Driver Timeout and Failure

When a client application fails, the Broker detects the failure when the Client does not send a heartbeat and does not log back in within a specified time.

This time is defined as the Client Timeout Minutes plus the Driver Heartbeat Timeout; the Driver Heartbeat Timeout is the Max Millis Per Heartbeat property times the Timeout Factor property. Note that for Max Millis Per Heartbeat, this setting is the maximum value. The actual value is randomly between half this value and the value. (For example, the default value is set at 15000 milliseconds. This means the value is between 7500 and 15000 milliseconds.)

For example, by default, Client Timeout Minutes is 5 seconds (300,000 ms), Max Millis Per Heartbeat is 16,000 ms and Timeout Factor is 15. This means the client timeout is between 300,000 + 8,000 * 15 and 300,000 + 16,000 * 15 ms.

The Client Timeout Minutes is set on the Manager at Admin > System Admin > Engines and Clients > Client Management > Client Timeout Minutes. The Driver Heartbeat Timeout the Max Millis Per Heartbeat property times the Timeout Factor property; both are set at Admin > System Admin > Communication > HTTP Connections > Driver Heartbeat.

When client timeout happens, any currently running Services are canceled. If this happens, application failure recovery or restart is the responsibility of your application.

The exception to cancellation is fully submitted Services of type Collection.LATER or Collection.NEVER. Also, if a Client is collecting results from a Collection.LATER type Service, none of the outputs are removed until all are collected and the Client destroys the Service, so that if a Client fails during collection it can restart and recollect the outputs.

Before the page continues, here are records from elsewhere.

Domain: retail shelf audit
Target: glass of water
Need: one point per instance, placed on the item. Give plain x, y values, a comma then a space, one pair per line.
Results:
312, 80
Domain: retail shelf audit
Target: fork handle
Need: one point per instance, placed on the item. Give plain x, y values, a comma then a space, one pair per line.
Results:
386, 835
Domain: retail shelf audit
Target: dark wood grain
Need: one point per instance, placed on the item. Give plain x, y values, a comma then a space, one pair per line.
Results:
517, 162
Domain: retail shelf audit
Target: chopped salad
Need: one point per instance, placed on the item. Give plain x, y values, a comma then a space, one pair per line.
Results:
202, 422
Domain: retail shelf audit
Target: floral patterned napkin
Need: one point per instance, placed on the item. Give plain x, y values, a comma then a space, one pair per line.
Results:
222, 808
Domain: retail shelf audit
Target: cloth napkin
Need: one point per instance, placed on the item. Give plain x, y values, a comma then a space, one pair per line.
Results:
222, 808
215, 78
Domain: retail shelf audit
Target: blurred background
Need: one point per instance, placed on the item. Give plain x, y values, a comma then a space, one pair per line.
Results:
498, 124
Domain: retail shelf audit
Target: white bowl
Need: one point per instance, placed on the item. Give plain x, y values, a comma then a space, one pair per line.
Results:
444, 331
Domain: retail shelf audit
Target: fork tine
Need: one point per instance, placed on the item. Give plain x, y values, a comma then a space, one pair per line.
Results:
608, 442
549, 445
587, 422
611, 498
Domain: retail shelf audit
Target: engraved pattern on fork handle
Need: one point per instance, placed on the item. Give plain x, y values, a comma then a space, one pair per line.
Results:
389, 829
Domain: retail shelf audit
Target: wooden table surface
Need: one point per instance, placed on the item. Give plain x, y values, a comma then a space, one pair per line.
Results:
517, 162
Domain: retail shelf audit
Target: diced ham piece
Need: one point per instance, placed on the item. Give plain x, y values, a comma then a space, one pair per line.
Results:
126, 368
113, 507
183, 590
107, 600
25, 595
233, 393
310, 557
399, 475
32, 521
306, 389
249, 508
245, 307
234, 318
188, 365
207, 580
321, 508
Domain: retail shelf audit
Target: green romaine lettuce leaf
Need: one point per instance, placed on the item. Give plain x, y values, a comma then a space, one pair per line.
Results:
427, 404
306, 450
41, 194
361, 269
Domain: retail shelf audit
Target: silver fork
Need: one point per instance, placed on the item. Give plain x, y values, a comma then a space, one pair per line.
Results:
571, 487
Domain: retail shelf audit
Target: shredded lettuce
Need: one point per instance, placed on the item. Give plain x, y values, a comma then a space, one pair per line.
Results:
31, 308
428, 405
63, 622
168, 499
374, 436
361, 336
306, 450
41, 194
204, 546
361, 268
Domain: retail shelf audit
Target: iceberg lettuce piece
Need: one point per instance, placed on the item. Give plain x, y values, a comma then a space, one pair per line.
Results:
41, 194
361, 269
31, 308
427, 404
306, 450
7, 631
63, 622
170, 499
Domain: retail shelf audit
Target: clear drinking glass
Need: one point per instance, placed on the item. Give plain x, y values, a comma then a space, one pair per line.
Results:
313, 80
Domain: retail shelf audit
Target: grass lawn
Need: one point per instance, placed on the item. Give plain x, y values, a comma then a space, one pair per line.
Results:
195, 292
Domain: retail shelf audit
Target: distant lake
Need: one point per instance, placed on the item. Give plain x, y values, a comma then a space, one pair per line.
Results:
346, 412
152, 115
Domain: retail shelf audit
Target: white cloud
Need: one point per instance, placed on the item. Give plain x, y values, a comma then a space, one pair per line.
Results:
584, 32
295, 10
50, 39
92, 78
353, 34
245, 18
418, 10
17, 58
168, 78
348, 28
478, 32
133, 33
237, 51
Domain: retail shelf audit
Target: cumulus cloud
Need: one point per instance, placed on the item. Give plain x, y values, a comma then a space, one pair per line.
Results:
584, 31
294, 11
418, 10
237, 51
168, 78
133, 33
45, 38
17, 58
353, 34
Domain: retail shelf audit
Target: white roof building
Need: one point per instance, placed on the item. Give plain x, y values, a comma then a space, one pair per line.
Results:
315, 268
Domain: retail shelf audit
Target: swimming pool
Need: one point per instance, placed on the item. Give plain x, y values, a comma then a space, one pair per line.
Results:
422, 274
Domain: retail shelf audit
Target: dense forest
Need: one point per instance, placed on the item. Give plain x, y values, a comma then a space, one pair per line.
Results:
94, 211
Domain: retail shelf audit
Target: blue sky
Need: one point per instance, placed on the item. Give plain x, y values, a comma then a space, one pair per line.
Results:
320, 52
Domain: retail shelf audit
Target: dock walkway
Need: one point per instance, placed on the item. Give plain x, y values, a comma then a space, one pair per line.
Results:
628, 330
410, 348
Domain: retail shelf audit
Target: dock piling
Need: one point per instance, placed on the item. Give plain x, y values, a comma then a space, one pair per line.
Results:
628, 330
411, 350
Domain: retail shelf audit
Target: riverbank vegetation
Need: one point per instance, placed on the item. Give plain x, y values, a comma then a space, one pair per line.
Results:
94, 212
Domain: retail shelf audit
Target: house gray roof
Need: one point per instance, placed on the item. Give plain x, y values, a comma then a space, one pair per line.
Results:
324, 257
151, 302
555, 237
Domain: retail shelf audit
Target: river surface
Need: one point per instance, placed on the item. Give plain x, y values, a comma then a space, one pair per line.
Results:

It is also possible to collect tasks from a failed client application for Services of type Collection.AFTER_SUBMIT and Collection.IMMEDIATELY if cancellation has not yet occurred. To do this, you must collect and pass in the Driver session ID, in the same fashion as collection of a Collection.LATER Service. For more information about collection of Collection.LATER Services, see "Deferred Collection (Collect Later)" in the GridServer Developer’s Guide.

All Driver file servers return a Server Unavailable code with instructions to retry if they are processing too many concurrent requests. This significantly reduces the chance of a Service invocation failing due to a temporarily overloaded Driver.